At the other end of the scale is yet another financial rescue package announced today of £37bn. Loads of money isn’t it? Well actually, in 2007 IBM had revenue of $98.8bn or £56.9bn at today’s exchange rate. So the UK government is actually bailing out banks with less money than IBM can turnover in a year; plus we need to keep shareholders happy.
Another thing is the perceived value of winning the national lottery. Many people assume that if their six numbers came up, they could retire and live on the interest. Actually, you probably couldn’t.
Say you won £2m on the lottery: great. Pay off the mortgage, loans, and credit cards: £150,000. Throw a big party, go on a celebratory round-the-world holiday, and buy a fancy new car: another £150,000. Significantly more if you’re into some exotic Ferrari etc. Give a bit to friends and family: that’s anywhere from £200,000 upwards. So you’re left with £1.5m in the bank and you’re still in your original house. So you want to move to somewhere bigger / quieter / more relaxing / requiring less work. You’ve now whet your appetite with your taste of the good life, so you’re talking about £300k+.
So now we’re all content with our nice house, nice car, happy family and you’ve quit your job. Plus you’ve got around a million in the bank – sorted aren’t you? Well no, actually. To “live off the interest”, you need to invest that cash into a safe place. And “safe place” automatically means “low yield”. You can’t go round gambling with it into stocks and shares (or even property these days), because this is now your livelihood. If the stock or property markets take a tumble, then you’re struggling to pay the bills. You also need to get the money on a regular basis, so you can’t have it tied up in 5- or 10-year trust funds. So you’re now looking at the high-end of regular savings accounts. Unfortunately, things aren’t that easy either.
Inflation currently stands at around 5%, so if your money is earning 5% interest in a bank account, then it’s quite simply “standing still” in real terms. What cost £100 last year now costs £105, so you’re not any better off. Obviously as a long-term plan you need to be getting an interest rate better than inflation. Say you find a good couple of investments and manage to sort out something for 8%. That means for every million you have in the bank, you get £80,000 back in interest. But of course, you’re taxed on that (at higher-rate tax band), so there’s another £22,500 gone. And of course, you can’t touch the bit that’s put aside to cover inflation, so you’ve just effectively lost another £50,000. £80,000 in interest and you’re only allowed to have your hands on £7,500 of that per year.

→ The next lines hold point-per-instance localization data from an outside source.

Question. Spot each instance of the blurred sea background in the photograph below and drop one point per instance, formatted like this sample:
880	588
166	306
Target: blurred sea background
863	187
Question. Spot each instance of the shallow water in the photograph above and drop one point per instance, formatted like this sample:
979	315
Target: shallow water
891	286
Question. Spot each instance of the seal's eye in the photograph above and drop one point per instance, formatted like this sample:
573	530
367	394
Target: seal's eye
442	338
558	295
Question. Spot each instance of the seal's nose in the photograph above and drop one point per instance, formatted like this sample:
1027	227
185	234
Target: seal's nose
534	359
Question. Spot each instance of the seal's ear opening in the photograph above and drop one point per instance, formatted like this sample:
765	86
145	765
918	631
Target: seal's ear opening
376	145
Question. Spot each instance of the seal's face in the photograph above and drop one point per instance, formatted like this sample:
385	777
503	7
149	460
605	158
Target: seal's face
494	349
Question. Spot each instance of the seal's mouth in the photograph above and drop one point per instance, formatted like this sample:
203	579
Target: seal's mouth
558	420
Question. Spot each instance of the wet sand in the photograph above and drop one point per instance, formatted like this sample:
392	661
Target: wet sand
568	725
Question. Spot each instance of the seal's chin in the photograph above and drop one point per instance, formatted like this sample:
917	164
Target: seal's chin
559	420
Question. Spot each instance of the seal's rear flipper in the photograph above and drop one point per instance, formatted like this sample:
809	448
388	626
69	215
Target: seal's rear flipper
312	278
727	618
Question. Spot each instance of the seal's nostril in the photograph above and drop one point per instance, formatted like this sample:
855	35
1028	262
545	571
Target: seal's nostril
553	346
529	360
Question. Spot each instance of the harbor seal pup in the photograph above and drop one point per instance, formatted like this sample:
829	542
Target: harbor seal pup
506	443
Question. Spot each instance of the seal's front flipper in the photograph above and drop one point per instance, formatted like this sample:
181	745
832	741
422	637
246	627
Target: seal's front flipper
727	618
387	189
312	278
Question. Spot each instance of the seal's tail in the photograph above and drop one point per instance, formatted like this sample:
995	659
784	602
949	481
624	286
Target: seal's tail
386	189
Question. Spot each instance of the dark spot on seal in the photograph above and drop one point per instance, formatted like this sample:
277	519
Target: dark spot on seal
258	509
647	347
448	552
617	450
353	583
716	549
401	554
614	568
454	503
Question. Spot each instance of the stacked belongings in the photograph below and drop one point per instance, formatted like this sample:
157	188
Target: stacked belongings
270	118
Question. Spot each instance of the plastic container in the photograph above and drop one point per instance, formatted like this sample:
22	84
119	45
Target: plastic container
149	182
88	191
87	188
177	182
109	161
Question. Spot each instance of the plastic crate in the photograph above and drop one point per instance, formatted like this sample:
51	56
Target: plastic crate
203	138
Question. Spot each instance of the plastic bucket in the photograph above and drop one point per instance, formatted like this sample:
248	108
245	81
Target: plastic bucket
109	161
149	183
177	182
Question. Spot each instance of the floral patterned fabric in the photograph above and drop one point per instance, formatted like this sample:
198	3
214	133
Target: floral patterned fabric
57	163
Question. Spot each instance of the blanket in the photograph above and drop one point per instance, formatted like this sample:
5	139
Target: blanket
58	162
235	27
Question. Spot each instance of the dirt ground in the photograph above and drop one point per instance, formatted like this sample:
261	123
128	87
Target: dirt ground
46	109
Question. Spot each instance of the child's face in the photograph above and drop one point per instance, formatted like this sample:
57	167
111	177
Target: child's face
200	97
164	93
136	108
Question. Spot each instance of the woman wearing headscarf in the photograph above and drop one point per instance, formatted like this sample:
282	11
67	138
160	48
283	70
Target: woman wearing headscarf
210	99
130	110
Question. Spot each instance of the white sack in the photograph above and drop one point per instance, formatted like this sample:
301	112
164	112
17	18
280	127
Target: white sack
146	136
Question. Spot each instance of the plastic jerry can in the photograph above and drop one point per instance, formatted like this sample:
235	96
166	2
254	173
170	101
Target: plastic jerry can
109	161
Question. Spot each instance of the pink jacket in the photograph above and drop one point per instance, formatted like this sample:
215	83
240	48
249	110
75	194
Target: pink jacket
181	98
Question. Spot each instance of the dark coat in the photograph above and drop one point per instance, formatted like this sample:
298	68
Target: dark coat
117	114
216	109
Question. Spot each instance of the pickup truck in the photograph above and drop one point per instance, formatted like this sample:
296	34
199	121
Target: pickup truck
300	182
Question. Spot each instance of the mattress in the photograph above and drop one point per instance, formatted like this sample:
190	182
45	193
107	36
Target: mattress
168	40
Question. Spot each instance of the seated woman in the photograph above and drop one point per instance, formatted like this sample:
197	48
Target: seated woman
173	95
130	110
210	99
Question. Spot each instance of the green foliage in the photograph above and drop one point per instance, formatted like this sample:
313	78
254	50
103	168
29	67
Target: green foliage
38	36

Now that doesn’t sound bad – after all you don’t have any mortgage or other debts to pay off, do you? But you’ve moved to the bigger house which costs a fortune to heat and light. Plus, you’re now used to fine dining and the expensive holidays which you don’t really want to cut out. You’re no longer employed, either, so you need some hobby to fill-in the time between now and death. £7,500 is now significantly less than you thought you were going to get as a pension when you planned for retirement before all this happened. That “millionaire’s lifestyle” of you and beloved flying business class to New York for a weekend costs over £7,000 (excluding accommodation) and is now looking very distant indeed.
Money: stay happy without it, because if you do happen upon some, it’s never as much as you think. Unless of course you’re a bank, in which case gamble it anyway, because someone will come along and rescue you if you ever get into trouble.